Defendendo que o segredo de justiça apenas deveria restringir-se a «certos crimes», José Miguel Júdice alertou para a necessidade de se «distinguir» o segredo de justiça interno e externo, considerando «inadmissível» que o advogado não saiba qual o crime de que o seu cliente é acusado. Daí que para Júdice o segredo de justiça interno deverá «acabar» e, em caso de violação, haverá que punir os culpados. «Não me digam que não se pode investigar o segredo de justiça. É o mesmo que não investigar um homicídio», comparou Júdice, para quem é «facílimo» descobrir os culpados. «Não estou a acusar ninguém em concreto, não sou investigador, mas seguramente que a violação do segredo de justiça começa em juízes, procuradores, advogados, funcionários ou agentes da Judiciária. Não pode começar noutro lado», adianta. Mas é a «perversidade» das escutas telefónicas que mais chocam o bastonário da Ordem dos Advogados. Na sua opinião, elas são como os «métodos de tortura» utilizados no século XVI, ressalvando, no entanto, que a Ordem não é contra o método de investigação criminal mas contra a forma como são feitas: «Sem controlo» por quatro instituições (Serviços de Fronteiras, PSP, GNR e a Polícia Judiciária).

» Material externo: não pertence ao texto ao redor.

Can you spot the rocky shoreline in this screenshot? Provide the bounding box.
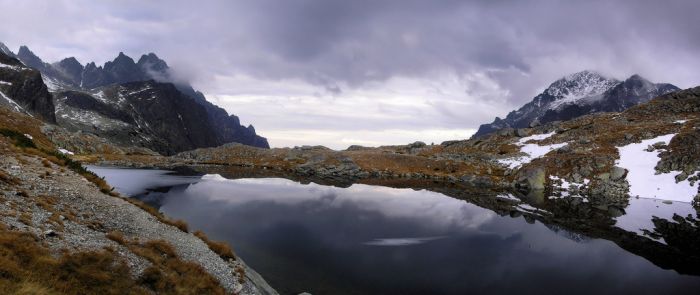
[0,113,277,294]
[81,87,700,210]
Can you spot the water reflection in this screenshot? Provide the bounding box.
[89,167,700,294]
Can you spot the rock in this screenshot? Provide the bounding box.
[662,200,673,205]
[652,141,667,149]
[596,173,610,181]
[498,128,515,137]
[516,129,530,137]
[517,167,545,191]
[407,141,426,149]
[529,119,541,128]
[345,145,365,151]
[610,166,627,181]
[607,206,625,217]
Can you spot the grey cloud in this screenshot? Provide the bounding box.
[2,0,699,103]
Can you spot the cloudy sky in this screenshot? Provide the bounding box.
[1,0,699,149]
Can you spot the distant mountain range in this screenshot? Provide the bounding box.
[472,70,679,138]
[0,43,268,154]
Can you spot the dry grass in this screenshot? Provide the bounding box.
[0,169,21,185]
[105,231,127,245]
[193,230,237,261]
[128,239,227,295]
[124,198,190,233]
[18,212,32,226]
[0,223,227,294]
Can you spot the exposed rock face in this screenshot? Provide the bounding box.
[55,80,227,155]
[53,57,84,86]
[473,71,679,138]
[0,51,56,123]
[7,44,269,151]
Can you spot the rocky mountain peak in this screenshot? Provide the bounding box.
[16,45,45,70]
[546,71,619,104]
[0,42,13,56]
[471,71,680,139]
[137,53,169,80]
[54,57,84,84]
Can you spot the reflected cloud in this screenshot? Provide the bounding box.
[364,236,446,246]
[191,175,495,230]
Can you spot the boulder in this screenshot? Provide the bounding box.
[610,166,627,181]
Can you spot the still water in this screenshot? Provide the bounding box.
[89,166,700,295]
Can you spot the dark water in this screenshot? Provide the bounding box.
[89,166,700,295]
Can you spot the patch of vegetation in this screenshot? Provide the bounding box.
[193,230,237,261]
[124,198,190,233]
[0,224,227,294]
[0,128,36,149]
[0,169,21,185]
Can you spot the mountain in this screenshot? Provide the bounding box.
[472,71,679,138]
[6,43,269,153]
[0,50,56,122]
[55,81,223,154]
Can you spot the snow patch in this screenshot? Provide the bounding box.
[498,132,567,169]
[616,134,699,202]
[42,76,62,92]
[674,120,688,124]
[58,148,74,155]
[0,81,11,86]
[23,134,33,140]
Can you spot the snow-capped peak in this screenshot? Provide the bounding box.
[546,70,619,109]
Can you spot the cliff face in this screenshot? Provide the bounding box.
[0,51,56,123]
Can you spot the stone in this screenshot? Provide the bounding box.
[408,141,427,149]
[518,167,546,191]
[596,173,610,181]
[610,166,627,181]
[516,128,529,137]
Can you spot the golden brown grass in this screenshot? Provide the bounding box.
[0,223,227,294]
[0,169,21,185]
[193,230,237,261]
[18,212,32,226]
[124,198,190,233]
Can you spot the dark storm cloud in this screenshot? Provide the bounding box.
[1,0,699,147]
[2,0,699,99]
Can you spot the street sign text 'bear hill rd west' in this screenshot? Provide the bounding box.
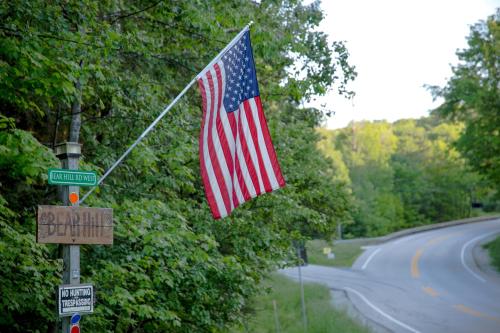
[48,168,98,186]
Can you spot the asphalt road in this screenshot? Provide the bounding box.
[281,218,500,333]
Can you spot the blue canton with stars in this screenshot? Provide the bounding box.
[222,31,260,113]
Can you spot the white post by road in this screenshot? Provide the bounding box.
[297,247,308,332]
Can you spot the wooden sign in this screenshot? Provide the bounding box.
[37,205,113,244]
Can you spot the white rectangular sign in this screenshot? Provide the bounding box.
[58,284,94,316]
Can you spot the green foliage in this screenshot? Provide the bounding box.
[0,1,356,332]
[231,274,369,333]
[429,10,500,190]
[483,236,500,273]
[0,130,61,332]
[82,199,258,332]
[266,105,353,240]
[317,117,489,238]
[331,121,403,236]
[316,128,351,184]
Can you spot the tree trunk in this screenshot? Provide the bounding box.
[69,60,83,142]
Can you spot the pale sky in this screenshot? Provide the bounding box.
[310,0,499,129]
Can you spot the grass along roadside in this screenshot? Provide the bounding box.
[483,235,500,272]
[473,210,500,217]
[306,239,371,267]
[232,274,369,333]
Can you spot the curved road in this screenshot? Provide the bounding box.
[281,218,500,333]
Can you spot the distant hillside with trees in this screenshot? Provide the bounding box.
[318,9,499,238]
[317,115,499,238]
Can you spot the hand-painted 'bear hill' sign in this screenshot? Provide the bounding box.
[37,205,113,244]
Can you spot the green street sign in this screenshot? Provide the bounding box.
[48,168,98,186]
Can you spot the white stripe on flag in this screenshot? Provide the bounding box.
[200,75,227,217]
[248,98,280,190]
[218,62,244,208]
[240,102,265,195]
[209,67,234,212]
[197,26,286,219]
[234,108,257,198]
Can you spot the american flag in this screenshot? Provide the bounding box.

Para além disso, há ainda a suspeita de que algumas escutas «não são destruídas» como manda a lei. «Nem quero acreditar que isso seja possível», alerta, duvidando que seja possível ter alguma segurança «quando há o risco ou pelo menos a suspeita de que as coisas correm mal», acrescenta. As escutas apenas deveriam ser feitas pela Polícia Judiciária e controladas pelo Ministério Público e «só em casos em que não houvesse outras formas viáveis de investigação», defende Júdice. Em contrapartida, o mediatismo da justiça causado pelo processo Casa Pia trouxe, na opinião do advogado, algumas vantagens. A prisão preventiva, sem que o arguido saiba o crime de que está a ser acusado, as dúvidas quanto ao prazo para entregar um recurso, a excessiva demora em despachar os requerimentos, as escutas telefónicas e outras questões semelhantes – que só existem num «país de desvairados» – alertaram a opinião pública para as deficiências do sistema. Uma forma de evitar os erros em casos menos mediáticos e assim exercer a influência sobre os políticos para que as coisas mudem. A onze meses de concluir o mandato e com a promessa de que não vai voltar a recandidatar-se, Júdice espera ver até 2006 as reformas judiciais prometidas. É que para a justiça funcionar é preciso mudar «tudo».